I originally thought that I took the drawing alot further than I needed to but I kind of got lost in the drawing and didn't really care about the passing time. I recently browsed Scott Burdicks website and he had some demos that he had drawn out and he does a pretty accurate drawing for some of his pieces and I kind of missed the sketching process so I thought that would just take my time and enjoy the process. When I started applying paint thinned with turps, I discovered something that worked out quite well. The charcoal lifted with the thinned paint and made for some really good darks to start with. I played around with this a bit and found the process of planning a good tonal sketch without adding any ultramarine blue to get darks to start with. I was able to wipe out any areas that got too dark and reapply thinned paint if needed. I kept the pallett to Burnt Sienna and Yellow Ochre on the underpainting.

After getting a fairly solid underpainting I started blocking in colors to work out my color comp. I was concerned that the underpainting might bleed a bit with the charcoal being in the mix, but it stayed put quite nicely.

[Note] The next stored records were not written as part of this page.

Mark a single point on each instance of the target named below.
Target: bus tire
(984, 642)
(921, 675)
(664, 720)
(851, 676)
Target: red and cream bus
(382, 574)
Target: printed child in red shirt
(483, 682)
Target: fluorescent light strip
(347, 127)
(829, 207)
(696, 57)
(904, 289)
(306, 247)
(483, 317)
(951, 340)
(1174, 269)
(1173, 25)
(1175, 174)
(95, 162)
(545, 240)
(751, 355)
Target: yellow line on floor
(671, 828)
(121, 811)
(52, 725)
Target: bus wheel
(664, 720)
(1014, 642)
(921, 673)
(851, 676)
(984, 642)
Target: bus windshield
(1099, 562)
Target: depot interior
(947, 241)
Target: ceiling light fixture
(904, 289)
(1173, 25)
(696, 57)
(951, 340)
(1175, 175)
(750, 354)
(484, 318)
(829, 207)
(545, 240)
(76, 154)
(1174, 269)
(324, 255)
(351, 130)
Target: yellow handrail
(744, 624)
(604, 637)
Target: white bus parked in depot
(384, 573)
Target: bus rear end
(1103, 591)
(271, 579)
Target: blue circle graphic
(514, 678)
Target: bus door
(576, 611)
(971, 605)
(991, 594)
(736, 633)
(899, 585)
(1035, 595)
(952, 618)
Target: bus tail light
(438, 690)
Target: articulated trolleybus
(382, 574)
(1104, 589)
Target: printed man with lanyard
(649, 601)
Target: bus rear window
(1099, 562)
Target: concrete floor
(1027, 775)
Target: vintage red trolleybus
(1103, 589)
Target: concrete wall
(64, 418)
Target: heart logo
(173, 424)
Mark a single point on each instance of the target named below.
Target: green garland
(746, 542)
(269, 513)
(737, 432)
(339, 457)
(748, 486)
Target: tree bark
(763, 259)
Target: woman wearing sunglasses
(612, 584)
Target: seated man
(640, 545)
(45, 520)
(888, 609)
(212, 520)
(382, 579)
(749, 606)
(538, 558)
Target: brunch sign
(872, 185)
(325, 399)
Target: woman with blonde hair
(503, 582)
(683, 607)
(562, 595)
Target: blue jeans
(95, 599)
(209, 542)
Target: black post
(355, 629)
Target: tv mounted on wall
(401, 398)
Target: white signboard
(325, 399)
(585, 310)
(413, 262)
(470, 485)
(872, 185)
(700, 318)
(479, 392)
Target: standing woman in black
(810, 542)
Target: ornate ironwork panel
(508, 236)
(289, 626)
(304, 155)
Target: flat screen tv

And finally the finished piece. I didn't want to lose the freshness of this piece and end up overpainting it. I need to set it aside and think about it for a few days before I decide it is finished. I am pretty happy with the brushwork and painterly quality of this work and think this is a method of working that I will use again on some of my studio work. If I become confident enough with it I may have to throw some vine charcoal in my plein air kit for field use.

Thanks for looking. Comments and crit always welcome.

Last but not least, it is a 24 x 30 on stretched canvas.

2 comments:

Bart said...

It seems to be costume to fix the underdrawing with some sort of spray. I have never tried it as I sometimes draw if very lightly with an ordinary pencil. If you think the charcoal adds great to the mix... why bother fixing it :-)
Thanks for the demo!

les lull said...

Thanks Bart. I wasn't sure how that would work, but I was really pleased with the result. I made for a really quick way to get to a tonal study.